The Olympics and Censorship

Just thought that this piece by an Aussie columnist captures some of my thoughts on the management of the Beijing Olympics and how international sporting organisations have no qualms in compromising basic principles of governance in favour of the almighty dollar. Read 'ICC' Cricket World Cup 2006 for IOC Beijing Olympics 2008.

Who lied to whom on press freedom?

Jacquelin Magnay

August 1, 2008

THE cosy deal between two of the world's most powerful bodies — the Chinese Communist Party and the International Olympic Committee — to strip away media freedoms reflects badly on both.

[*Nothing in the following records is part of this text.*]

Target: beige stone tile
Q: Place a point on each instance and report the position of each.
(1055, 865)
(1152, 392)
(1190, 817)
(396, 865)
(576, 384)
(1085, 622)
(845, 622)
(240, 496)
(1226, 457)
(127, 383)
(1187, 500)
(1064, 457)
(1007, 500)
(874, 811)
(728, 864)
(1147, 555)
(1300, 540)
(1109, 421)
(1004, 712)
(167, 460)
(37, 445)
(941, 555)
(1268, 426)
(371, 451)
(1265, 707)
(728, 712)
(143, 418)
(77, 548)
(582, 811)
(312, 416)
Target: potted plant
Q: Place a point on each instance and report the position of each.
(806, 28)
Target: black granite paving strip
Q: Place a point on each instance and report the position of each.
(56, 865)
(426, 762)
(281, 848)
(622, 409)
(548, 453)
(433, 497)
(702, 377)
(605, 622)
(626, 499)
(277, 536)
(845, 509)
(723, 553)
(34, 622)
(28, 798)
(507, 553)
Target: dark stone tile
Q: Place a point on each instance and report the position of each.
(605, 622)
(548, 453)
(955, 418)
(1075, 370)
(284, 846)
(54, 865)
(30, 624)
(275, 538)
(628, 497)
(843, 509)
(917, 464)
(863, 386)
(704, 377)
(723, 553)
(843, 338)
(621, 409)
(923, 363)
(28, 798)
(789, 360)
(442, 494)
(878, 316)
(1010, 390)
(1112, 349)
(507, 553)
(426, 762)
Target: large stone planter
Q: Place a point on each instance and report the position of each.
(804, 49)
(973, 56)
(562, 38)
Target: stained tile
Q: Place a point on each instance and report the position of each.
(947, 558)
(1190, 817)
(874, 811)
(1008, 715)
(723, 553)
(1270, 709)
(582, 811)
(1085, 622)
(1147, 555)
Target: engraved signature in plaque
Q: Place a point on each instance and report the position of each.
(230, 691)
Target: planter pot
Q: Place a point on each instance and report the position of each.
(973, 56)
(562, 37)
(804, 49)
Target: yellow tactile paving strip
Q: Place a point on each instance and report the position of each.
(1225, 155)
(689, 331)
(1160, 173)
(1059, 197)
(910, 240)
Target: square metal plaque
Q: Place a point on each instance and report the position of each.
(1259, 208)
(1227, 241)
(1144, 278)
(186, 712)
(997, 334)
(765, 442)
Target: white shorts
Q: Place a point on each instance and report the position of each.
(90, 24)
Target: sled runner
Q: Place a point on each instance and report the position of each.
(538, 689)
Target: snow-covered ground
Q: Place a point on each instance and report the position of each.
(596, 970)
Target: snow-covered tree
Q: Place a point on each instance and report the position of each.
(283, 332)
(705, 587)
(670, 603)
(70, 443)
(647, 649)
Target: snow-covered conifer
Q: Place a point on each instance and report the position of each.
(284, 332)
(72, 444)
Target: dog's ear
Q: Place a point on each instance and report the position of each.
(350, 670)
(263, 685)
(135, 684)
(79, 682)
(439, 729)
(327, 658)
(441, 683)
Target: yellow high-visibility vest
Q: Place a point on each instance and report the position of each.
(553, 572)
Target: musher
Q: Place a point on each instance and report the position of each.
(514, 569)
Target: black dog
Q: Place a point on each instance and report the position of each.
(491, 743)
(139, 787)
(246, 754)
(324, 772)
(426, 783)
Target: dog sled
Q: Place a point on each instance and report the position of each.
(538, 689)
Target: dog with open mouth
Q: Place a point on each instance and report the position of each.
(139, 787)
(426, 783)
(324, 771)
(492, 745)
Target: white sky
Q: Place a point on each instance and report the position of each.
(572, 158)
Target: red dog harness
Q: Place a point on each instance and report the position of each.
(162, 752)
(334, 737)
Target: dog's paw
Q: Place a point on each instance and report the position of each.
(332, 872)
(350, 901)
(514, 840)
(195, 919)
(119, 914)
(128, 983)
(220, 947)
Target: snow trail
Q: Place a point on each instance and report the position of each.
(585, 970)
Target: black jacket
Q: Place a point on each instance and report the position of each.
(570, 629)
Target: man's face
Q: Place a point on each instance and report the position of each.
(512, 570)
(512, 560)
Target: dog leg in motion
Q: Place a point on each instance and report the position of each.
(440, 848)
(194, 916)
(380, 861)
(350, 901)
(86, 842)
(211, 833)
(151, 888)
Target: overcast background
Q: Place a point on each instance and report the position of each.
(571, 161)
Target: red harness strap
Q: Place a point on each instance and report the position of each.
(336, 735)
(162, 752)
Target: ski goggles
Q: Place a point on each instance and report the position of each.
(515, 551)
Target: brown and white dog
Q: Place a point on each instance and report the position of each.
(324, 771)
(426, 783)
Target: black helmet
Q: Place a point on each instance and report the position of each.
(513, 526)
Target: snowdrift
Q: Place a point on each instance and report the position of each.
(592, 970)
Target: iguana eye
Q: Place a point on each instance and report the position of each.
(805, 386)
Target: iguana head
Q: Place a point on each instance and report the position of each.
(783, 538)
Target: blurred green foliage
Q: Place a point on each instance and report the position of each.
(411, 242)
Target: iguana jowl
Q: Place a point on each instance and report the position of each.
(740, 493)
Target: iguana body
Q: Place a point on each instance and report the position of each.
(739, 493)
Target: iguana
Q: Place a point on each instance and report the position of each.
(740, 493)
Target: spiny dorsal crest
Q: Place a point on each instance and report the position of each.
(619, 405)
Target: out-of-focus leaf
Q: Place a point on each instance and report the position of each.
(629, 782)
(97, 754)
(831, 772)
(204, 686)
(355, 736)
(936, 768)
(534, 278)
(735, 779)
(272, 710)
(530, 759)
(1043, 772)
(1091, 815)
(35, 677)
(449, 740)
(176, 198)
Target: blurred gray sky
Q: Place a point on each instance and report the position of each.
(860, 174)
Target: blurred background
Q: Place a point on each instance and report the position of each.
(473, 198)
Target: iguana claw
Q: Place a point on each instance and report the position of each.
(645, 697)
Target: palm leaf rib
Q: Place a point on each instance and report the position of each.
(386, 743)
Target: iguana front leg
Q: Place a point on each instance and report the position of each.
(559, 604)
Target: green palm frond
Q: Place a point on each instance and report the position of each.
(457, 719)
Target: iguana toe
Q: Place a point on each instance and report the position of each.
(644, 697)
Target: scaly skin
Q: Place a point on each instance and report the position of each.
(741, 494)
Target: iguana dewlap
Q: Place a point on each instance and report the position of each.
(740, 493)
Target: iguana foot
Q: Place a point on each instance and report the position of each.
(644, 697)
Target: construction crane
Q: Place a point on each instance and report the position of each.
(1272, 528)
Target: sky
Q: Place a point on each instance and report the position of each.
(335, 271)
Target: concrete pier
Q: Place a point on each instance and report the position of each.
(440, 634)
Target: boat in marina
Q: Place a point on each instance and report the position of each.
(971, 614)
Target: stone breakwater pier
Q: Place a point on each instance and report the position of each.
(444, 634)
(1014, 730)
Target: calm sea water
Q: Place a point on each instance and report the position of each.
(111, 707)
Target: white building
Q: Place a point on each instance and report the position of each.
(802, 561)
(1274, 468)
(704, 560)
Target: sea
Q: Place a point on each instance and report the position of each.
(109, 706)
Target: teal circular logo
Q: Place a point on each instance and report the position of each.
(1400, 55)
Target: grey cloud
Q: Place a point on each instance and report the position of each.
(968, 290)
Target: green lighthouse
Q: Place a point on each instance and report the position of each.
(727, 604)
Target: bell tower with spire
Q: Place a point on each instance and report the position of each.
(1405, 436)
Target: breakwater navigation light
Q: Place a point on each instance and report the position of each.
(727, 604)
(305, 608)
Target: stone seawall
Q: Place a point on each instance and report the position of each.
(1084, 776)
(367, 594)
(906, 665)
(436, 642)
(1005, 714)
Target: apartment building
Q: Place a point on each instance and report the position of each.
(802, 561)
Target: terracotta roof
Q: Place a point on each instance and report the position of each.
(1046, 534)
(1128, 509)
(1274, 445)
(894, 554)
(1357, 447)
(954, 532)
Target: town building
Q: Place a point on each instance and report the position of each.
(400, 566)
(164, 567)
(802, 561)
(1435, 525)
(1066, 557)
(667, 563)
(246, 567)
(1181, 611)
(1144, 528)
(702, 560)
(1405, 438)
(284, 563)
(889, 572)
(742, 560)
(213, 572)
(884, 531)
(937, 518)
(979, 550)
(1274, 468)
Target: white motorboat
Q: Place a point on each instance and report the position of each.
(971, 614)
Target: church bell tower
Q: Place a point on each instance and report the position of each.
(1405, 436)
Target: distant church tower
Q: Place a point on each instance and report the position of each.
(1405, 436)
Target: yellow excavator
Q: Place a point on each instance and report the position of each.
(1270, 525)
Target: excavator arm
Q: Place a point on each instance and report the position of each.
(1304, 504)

While restrictions on internet access are annoying for 10,000-plus of the world's media gathering for the Games, they signify much more than a simple frustration. Unfettered internet access was held up as a prime reflection of China's commitment to "open up" to the rest of the world. Instead, it has shown the reluctance of China's political masters to allow its citizens exposure to global opinion.

We now know that when Beijing bid for the 2008 Games seven years ago promising a new China, they lied. As I write, more than 150 websites are blocked including BBC China and German public broadcaster Deutsche Welle, journalists are being harassed and areas such as Tiananmen Square are tightly restricted.

The tenor of the Games started to change a couple of months ago. A few reporters considered "undesirable" to the Chinese authorities were refused entry to the country. Then came the riots in Tibet. The Communist Party abruptly imposed a new layer of bureaucracy on Beijing Games organisers soon after the global demonstrations involving the torch relay.

Executives with Beijing businesses were refused visas and the city emptied of non-locals.
It was then that the International Olympic Committee realised it had lost control of the Games. One of its most senior members, Kevan Gosper, became a pawn.

For months, indeed years, Gosper has been saying that the internet would be freely available and there would be no restrictions imposed on the foreign media. And Gosper should know — he heads the IOC's press commission.

But, critically, he is also the vice-chairman of the IOC Co-ordination Commission for the Beijing Olympics. For seven years, Gosper has been the second most senior IOC official in Beijing.
Hein Verbruggen, the Belgian IOC member and former head of the international cycling union, was the co-ordination commission chairman. It is difficult to believe that a move to restrict press freedom was not signed off by another Belgian, IOC president Jacques Rogge.

Gosper is convincing when he insists that he didn't know of the deal and he had not deliberately misled the global press. Other press commission members also swear they have been completely misled on the issue.

Gosper says: "I am disappointed, but we are dealing with a communist country that has censorship." These are the Beijing Games indeed.